The right travel card can save you $50–$200 or equivalent per trip simply by eliminating foreign transaction fees and ATM charges. The wrong one — a standard bank card — charges 2.75–3% on every purchase plus a flat fee per ATM withdrawal. This tool lets you compare any two cards from our database of top travel cards across the UK, US, India, Australia, and Europe, side by side on the metrics that actually matter.
The comparison covers forex fees, ATM policy, monthly cost, travel insurance, lounge access, rewards, and deposit protection status. Use it to compare Starling vs Chase, Wise vs Revolut, Charles Schwab vs Capital One, Niyo Global vs Scapia, or ING Orange vs N26 — with actual data.
Frequently asked questions
What is the best travel card by country?
UK: Starling Bank (9.4/10) — zero forex, unlimited free ATMs. US: Charles Schwab Debit (9.3/10) — zero forex, unlimited ATM rebates. India: Niyo Global (9.0/10) — zero forex, free ATMs worldwide. Australia: ING Orange Everyday (9.1/10) — zero forex, free ATMs. EU: N26 (9.0/10) — zero forex. Wise (9.1/10) works well globally.
Wise vs Revolut: which is best for travel?
Wise charges a small 0.35% forex fee but gives transparent pricing and strong multi-currency account features. Revolut free tier charges 0% on weekdays but has monthly ATM limits and weekend markups. Both work globally — Wise is better for pure currency exchange, Revolut better as an all-in-one travel app.
Should I use a debit card or credit card abroad?
Both can work well if they have zero forex fees. Credit cards often offer purchase protection on larger transactions. However, using a credit card for ATM withdrawals usually triggers a cash advance fee and immediate interest — avoid this.

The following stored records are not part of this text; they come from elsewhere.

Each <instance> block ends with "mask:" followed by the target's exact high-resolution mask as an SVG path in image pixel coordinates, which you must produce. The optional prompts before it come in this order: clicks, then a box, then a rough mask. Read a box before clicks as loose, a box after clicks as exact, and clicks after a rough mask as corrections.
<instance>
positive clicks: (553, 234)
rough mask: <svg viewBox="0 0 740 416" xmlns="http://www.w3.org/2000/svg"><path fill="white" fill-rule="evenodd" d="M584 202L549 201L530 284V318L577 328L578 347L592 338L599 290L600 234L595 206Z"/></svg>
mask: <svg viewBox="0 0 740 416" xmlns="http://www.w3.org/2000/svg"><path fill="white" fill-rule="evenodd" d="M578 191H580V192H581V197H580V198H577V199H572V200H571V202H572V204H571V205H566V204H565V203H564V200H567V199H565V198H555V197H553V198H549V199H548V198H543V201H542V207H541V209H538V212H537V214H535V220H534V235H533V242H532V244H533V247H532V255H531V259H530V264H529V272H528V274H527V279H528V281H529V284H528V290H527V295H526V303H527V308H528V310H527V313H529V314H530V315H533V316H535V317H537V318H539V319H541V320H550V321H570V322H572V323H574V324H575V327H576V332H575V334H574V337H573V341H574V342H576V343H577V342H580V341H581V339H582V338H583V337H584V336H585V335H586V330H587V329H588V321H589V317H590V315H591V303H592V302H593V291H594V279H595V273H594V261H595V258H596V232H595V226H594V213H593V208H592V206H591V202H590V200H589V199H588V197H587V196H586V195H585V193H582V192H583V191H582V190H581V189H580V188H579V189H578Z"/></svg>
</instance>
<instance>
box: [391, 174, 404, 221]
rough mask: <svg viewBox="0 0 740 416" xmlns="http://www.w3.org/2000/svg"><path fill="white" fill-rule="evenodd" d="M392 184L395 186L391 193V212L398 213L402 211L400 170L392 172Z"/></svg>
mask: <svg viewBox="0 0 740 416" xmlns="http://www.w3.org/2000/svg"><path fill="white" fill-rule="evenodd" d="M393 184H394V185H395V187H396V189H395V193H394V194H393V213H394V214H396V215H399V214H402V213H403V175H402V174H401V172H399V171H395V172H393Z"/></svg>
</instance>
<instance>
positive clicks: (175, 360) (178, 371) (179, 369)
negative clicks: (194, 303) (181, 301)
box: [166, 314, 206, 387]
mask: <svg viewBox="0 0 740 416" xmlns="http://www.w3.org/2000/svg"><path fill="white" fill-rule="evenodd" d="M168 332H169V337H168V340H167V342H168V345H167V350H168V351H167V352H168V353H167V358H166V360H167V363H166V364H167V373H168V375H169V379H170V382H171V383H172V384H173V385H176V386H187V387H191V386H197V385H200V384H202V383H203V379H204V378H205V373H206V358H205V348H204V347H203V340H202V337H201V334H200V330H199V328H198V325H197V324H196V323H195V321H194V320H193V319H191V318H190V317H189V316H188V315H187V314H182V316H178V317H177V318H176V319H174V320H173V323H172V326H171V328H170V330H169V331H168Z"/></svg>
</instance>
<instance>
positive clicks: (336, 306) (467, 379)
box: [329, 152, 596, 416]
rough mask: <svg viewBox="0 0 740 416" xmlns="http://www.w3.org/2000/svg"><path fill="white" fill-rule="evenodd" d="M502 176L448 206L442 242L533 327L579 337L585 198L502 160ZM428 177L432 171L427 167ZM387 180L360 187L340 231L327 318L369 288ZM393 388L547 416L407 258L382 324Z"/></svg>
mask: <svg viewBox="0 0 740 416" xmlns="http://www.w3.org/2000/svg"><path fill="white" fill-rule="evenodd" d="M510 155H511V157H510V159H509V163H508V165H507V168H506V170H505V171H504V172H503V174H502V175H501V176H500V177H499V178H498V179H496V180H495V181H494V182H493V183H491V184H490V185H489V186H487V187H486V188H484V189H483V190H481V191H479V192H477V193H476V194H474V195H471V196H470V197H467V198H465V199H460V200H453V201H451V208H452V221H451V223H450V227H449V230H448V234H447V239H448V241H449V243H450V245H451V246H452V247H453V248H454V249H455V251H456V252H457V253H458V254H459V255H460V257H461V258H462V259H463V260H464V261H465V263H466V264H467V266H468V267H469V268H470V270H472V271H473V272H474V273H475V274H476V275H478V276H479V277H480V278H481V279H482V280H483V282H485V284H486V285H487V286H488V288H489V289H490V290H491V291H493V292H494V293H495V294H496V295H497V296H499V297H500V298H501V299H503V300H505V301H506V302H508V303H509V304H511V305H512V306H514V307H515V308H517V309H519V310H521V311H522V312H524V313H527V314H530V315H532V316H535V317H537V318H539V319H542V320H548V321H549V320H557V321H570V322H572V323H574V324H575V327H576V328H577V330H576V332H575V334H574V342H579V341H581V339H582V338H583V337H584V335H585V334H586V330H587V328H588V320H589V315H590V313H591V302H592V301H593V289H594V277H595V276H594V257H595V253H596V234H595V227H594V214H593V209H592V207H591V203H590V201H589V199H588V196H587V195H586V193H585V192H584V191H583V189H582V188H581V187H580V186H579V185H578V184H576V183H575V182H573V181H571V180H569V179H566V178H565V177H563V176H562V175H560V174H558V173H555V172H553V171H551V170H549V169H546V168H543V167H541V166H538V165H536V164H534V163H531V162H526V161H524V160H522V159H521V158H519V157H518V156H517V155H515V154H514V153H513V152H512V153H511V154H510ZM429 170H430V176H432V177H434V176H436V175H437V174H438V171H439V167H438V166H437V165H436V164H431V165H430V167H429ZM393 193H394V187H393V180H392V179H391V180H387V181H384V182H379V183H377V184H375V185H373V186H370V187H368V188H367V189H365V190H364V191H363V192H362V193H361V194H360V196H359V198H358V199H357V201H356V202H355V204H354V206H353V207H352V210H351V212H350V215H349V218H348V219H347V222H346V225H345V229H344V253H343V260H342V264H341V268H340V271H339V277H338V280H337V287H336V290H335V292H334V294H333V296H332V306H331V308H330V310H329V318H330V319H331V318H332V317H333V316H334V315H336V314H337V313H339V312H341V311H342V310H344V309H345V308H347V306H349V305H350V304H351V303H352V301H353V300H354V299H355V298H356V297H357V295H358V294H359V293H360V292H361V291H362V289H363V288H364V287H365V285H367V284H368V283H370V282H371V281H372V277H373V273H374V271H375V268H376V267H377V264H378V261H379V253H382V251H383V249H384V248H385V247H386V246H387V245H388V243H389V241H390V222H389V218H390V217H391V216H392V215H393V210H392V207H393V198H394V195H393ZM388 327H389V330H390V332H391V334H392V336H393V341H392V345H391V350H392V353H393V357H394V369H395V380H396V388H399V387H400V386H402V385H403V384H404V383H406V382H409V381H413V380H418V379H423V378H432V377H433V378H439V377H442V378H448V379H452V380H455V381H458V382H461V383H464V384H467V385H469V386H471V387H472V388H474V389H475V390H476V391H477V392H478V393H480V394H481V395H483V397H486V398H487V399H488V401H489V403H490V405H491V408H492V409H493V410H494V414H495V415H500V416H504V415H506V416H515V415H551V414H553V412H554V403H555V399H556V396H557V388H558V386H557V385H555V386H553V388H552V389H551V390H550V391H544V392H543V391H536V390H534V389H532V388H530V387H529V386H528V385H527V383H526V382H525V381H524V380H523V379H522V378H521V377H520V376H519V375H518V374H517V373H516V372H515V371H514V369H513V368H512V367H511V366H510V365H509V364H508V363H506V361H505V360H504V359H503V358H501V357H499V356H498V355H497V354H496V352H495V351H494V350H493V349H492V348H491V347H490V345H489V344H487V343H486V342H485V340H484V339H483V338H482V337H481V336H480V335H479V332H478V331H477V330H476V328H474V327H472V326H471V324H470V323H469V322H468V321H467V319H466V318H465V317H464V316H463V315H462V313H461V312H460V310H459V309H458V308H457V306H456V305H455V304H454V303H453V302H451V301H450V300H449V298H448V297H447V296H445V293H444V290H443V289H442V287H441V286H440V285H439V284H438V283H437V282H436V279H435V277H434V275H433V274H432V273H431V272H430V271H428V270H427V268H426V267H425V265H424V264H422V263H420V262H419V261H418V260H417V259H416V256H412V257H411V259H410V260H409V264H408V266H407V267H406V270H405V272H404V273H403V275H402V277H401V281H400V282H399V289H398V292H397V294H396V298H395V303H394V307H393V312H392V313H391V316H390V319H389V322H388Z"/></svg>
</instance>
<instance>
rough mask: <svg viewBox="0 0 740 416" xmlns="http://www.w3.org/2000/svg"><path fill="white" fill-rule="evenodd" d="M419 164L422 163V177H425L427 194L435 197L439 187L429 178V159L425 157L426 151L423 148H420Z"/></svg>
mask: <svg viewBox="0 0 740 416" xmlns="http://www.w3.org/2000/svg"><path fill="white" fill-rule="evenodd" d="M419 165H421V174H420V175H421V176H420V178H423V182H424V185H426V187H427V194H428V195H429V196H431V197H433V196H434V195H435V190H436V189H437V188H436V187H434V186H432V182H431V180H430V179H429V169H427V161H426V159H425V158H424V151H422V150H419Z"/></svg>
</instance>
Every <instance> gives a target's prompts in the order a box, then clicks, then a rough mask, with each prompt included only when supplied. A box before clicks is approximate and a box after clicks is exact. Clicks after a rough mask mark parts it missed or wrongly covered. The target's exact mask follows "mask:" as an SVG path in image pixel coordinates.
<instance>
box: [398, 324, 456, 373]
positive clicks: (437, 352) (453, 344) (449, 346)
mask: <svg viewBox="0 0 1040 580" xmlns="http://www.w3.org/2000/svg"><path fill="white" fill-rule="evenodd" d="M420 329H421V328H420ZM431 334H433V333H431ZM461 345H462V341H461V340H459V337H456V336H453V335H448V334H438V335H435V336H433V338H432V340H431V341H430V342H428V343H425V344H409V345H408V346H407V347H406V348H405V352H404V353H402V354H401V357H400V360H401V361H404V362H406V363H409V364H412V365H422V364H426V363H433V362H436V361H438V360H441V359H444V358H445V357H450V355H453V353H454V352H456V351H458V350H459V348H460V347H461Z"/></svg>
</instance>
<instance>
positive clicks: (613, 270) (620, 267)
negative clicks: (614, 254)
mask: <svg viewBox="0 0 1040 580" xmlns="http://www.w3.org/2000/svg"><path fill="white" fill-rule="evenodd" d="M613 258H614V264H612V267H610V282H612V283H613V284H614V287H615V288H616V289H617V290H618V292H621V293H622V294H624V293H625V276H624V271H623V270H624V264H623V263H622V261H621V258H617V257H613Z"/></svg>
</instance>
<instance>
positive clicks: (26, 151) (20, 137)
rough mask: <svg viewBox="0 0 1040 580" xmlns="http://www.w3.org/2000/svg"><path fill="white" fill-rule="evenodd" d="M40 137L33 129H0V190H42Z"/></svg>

For daily spending, a zero-fee debit card is simpler; for large hotel or flight bookings, a zero-fee credit card adds protection.
Are Wise and Revolut deposit-protected?
Wise and Revolut are e-money institutions, not banks, so they are not covered by bank deposit guarantee schemes (FSCS in the UK, FDIC in the US, etc.). Your money is held in safeguarded accounts, separate from company funds, but without the same level of protection as a licensed bank.